Siting might also be the land disposal issue of most immediate concern. The Hazardous Waste Task Force's Committee on Land Disposal found that hazardous waste disposal facilities existing now have permits issued before the nation's attention was focused on Love Canal and that it is just about impossible to license a facility today. It was found by the task force's Committee on Alternative Technologies that Illinois' existing hazardous waste landfill capacity will be exhausted within eight years.

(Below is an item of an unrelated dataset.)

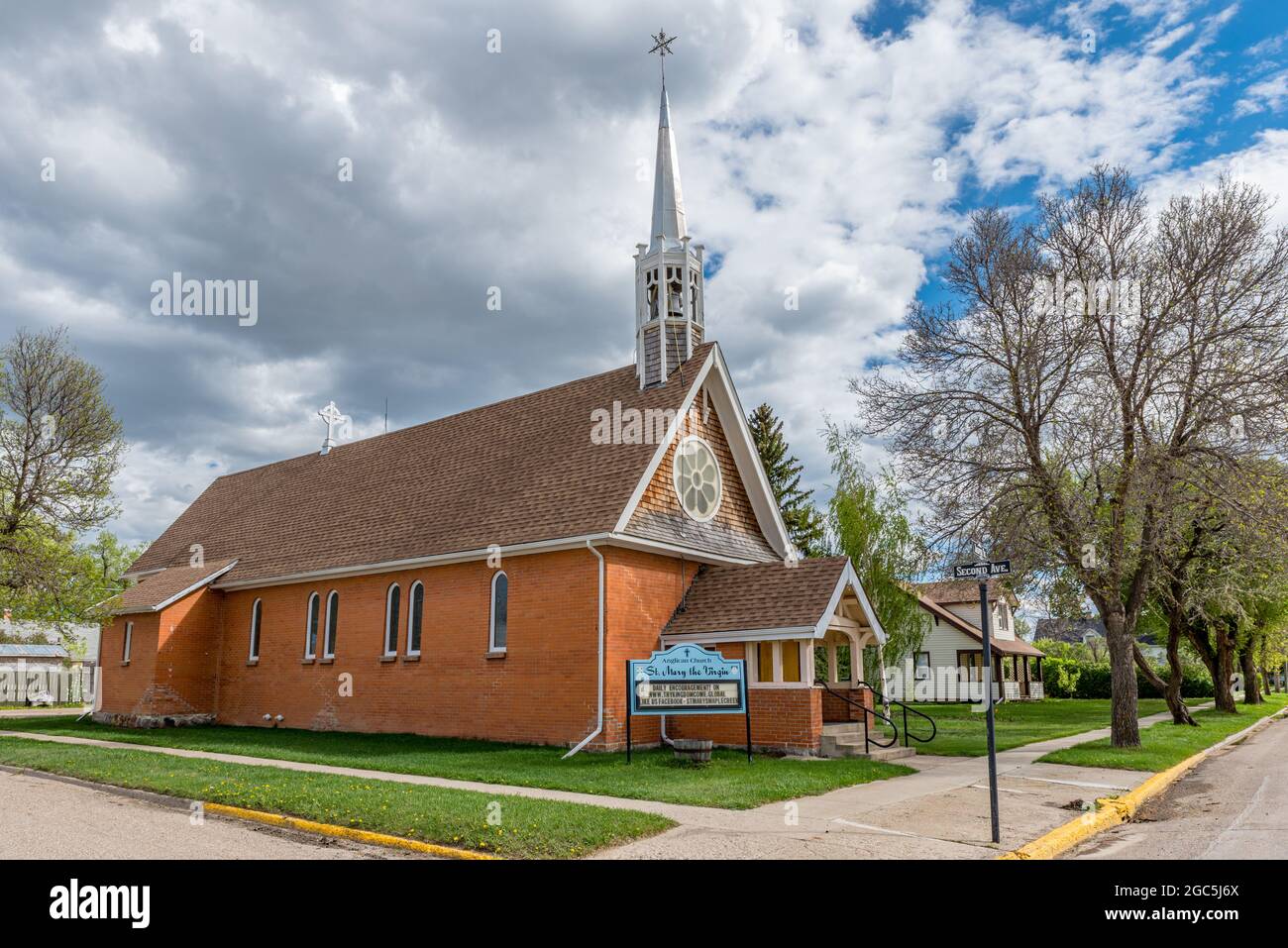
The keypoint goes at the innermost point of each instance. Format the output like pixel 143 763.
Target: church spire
pixel 668 270
pixel 668 197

In 1982, there were 17 sites in Illinois using land disposal methods for hazardous wastes, according to IEPA data. Except for five off-site landfills, the disposal sites were located on the property where the wastes were being generated. These include seven landfills, seven deep wells (at five sites), three landfarms and two surface impoundments. The actual number of hazardous waste surface impoundments in Illinois is unknown. The two on the IEPA list are impoundments which the owners intend to close as if they were hazardous waste landfills, but there may be as many as 150 of the impoundments, according to an Illinois Legislative Investigating Commission report, that are not on the IEPA list.

Before the problem of what we do with our hazardous waste is solved, the public must regain its confidence in disposal technologies and in the ability of government to protect them from exposure to hazardous waste. □

John W. Ahlen is assistant director of science and technology, Illinois Legislative Council.